While this situation provides an additional hurdle to overcome, the Company continues to believe there is significant growth potential for Ameristar at this location as it begins to leverage its operating and marketing strategies. The Company is already beginning to redirect the property's marketing and promotional activities to maximize East Chicago's revenue and profitability, replicating the strategies that have proven successful at Ameristar's other properties.

Immediately after closing of the acquisition, Ameristar also began making initial improvements to the property, including changing the slot machine mix and layout of games and making enhancements to the food and beverage venues to bring them up to Ameristar's standards.

The Company continues to expect capital expenditures for these upgrades to the property will be in the range of $20 million to $25 million. One-time expenses in connection with the integration, enhancement and rebranding are expected to total between $5 million to $7 million, inclusive of the $0.3 million incurred in the 2007 third quarter.

Upon completion of the property upgrades and the implementation of its operating and marketing programs, the Company will launch the Ameristar brand in the Chicagoland market no later than the third quarter of 2008. The property's competitiveness in this underserved and attractive market is expected to progressively increase as the implementation of Ameristar's operational and marketing approaches and the facility upgrades are completed.

Expansion Projects

St. Charles. The Company's major development project at its Ameristar St. Charles property was originally scheduled for a December 2007 completion and opening. However, recent delays have been encountered on the project, which the Company is addressing through negotiations with its general contractor. Work is continuing on the project, which includes a 25-story, 400-room all- suite hotel with an indoor/outdoor swimming pool and a 7,000-square-foot, full-service spa. Management is focused on resolving the outstanding issues facing the project and is seeking to open the hotel, pool and spa as soon as possible without material impacts on the budget or schedule.

Also at St. Charles, the Company is enhancing the casino area by improving flow and layout as well as adding a new casino circle bar. A new entertainment venue -- a stylish, state-of-the-art nightclub -- is also under construction to complement the property's new amenities and broaden consumer appeal. These improvements are scheduled to be completed in December 2007, in time for the holiday season.

Construction work is progressing well on the roadway project to improve the primary access to Ameristar St. Charles. When completed this December, the new boulevard will greatly improve access to the property by accommodating more traffic at peak periods, as well as upgrading the aesthetics of the approach to the property, including improved lighting and landscaping.

Vicksburg. The $98 million project at Ameristar Vicksburg is progressing. Both the 1,000-space parking garage, as well as the expanded gaming facility, which will include 440 additional gaming positions, two new restaurants, a VIP club and retail space, are now scheduled to open in the second quarter of 2008. In addition, the $12 million renovation to the 149-room hotel commenced in August 2007 and is expected to be completed this December.

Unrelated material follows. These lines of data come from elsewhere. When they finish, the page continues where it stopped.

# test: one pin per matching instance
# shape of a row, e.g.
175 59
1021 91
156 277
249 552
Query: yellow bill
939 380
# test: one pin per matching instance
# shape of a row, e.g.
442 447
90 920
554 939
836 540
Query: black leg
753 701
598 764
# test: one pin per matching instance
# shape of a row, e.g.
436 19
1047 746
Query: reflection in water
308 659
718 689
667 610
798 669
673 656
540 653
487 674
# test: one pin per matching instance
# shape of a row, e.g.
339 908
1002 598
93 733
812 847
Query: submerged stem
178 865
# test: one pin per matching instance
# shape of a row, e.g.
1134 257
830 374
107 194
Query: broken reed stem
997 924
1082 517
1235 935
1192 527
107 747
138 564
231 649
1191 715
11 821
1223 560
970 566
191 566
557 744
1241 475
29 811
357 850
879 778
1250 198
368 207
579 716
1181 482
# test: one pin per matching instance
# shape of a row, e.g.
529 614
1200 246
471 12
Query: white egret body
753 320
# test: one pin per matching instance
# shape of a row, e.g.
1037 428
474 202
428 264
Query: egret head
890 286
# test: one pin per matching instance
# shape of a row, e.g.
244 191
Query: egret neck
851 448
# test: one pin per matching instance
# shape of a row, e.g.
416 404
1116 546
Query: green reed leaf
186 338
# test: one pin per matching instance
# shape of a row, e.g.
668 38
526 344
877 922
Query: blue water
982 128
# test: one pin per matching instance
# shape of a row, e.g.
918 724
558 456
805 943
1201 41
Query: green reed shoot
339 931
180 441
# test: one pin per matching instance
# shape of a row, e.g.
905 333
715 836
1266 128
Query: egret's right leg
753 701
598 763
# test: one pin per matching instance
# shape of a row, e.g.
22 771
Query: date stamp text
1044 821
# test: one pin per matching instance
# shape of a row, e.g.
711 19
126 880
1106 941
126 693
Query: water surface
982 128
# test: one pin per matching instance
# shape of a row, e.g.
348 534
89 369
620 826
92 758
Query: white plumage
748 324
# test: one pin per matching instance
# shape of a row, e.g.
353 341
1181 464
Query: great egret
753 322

Council Bluffs. Earlier this year, the Company announced a $100 million expansion plan for its Council Bluffs property. This project will add 60,000 square feet to the existing facility and double the current casino floor square footage. The project, which is in the design stage, is expected to be completed in mid-2009, subject to the receipt of all necessary approvals.

Black Hawk. Construction on the Ameristar Black Hawk 536-room, four- diamond-quality hotel is progressing on schedule, despite previously announced delays due to difficult geological site conditions. Extensive rock excavation and removal, which is making way for work to begin on the main portion of the 33-story hotel tower, is expected to be finished early this month. This project is scheduled to be completed in the second half of 2009.